Before you saunter in to the boss’ office with your letter of resignation in hand, be sure you've thought long and hard about whether quitting is your best long-term option. If you’re resigning due to workplace drama, make sure you’ve considered all your options. If you’ve been dealing with one of the 7 types of difficult colleagues or bosses, ensure you’ve done all you can to resolve any conflict, and left jumping ship as a last resort.

The art of resigning

No matter what your reasons for leaving, resigning is seldom easy. If you love your current job, but you’ve decided to take up a new position because it’s the best thing for your career, quitting can be bittersweet. Your boss will probably do their best to convince you to stay, so have your mind made up before you approach them.

If, on the other hand, you’re moving on from a toxic workplace you might be tempted to take the opportunity to tell your boss what you think of them. It’s in your best interests to remain professional, because once a career bridge has been burned there’s usually little chance of repair… and you never know who might pop up again in years to come.

These 5 quitting must-dos can make the process a little easier:

  1. Resign on a Friday afternoon. This will give everyone two days to regroup before you work out your notice period.
     
  2. Speak to your most direct manager first. It’s often nice to discuss your resignation informally first, before making it official.
     
  3. Always make your resignation official with a formal letter, confirming your end date with the company.
     
  4. Give plenty of notice so you can be suitably replaced – particularly if you’re leaving a company that has treated you well.
     
  5. If asked, keep your reasons for leaving brief, without placing blame or making things personal.

Post-resignation

In most cases you’ll be required to work out a notice period of two weeks or a month, depending on your position and contract. You might be excited to move on but resist slacking off, even a little, during this time. If you’re asked to participate in an exit interview, don’t think of it as an opportunity to air grievances. Leave a positive last impression, because no matter how well you performed in your role, it will often be those final week’s you’re best remembered for.

It’s always ideal to have a new role to move on to, but if this isn’t the case, amp up your job-seeking activities outside of work hours, and put the word out to your professional network that you’re looking for a new opportunity.
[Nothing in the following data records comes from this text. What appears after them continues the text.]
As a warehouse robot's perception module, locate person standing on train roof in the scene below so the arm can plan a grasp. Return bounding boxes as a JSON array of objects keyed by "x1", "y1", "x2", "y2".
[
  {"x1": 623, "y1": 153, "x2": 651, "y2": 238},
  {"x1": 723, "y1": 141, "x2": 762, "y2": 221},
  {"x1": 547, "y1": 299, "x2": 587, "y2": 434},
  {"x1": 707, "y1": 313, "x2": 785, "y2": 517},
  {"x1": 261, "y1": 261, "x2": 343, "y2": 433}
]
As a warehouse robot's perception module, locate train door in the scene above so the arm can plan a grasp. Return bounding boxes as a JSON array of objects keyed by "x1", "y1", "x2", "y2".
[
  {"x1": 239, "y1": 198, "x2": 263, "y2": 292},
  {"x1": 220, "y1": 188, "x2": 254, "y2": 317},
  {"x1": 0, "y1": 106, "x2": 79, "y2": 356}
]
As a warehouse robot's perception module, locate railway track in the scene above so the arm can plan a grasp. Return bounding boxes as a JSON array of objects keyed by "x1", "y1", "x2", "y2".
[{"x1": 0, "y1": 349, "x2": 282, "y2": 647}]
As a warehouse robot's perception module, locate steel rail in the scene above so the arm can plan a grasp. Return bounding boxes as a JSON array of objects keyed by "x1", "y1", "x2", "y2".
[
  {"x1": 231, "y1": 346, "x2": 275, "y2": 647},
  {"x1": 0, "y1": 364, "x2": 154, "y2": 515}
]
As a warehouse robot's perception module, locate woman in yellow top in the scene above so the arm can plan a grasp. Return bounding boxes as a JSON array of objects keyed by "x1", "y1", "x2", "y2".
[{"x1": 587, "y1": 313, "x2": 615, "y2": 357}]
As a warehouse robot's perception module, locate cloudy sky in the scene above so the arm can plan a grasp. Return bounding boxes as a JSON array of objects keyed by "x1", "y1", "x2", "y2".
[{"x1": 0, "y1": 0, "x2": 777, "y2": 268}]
Finally, be sure to ask for a letter of recommendation, because it can be easy to lose track of past employees as time passes.

There’s always the possibility you’ll cross paths with former colleagues and employers at some stage in your career. Resigning with professionalism will make your transition into a new role smoother, and will also help you avoid awkward situations in the future. 

Resigning with professionalism will make your transition into a new role smoother, and will also help you avoid awkward situations in the future.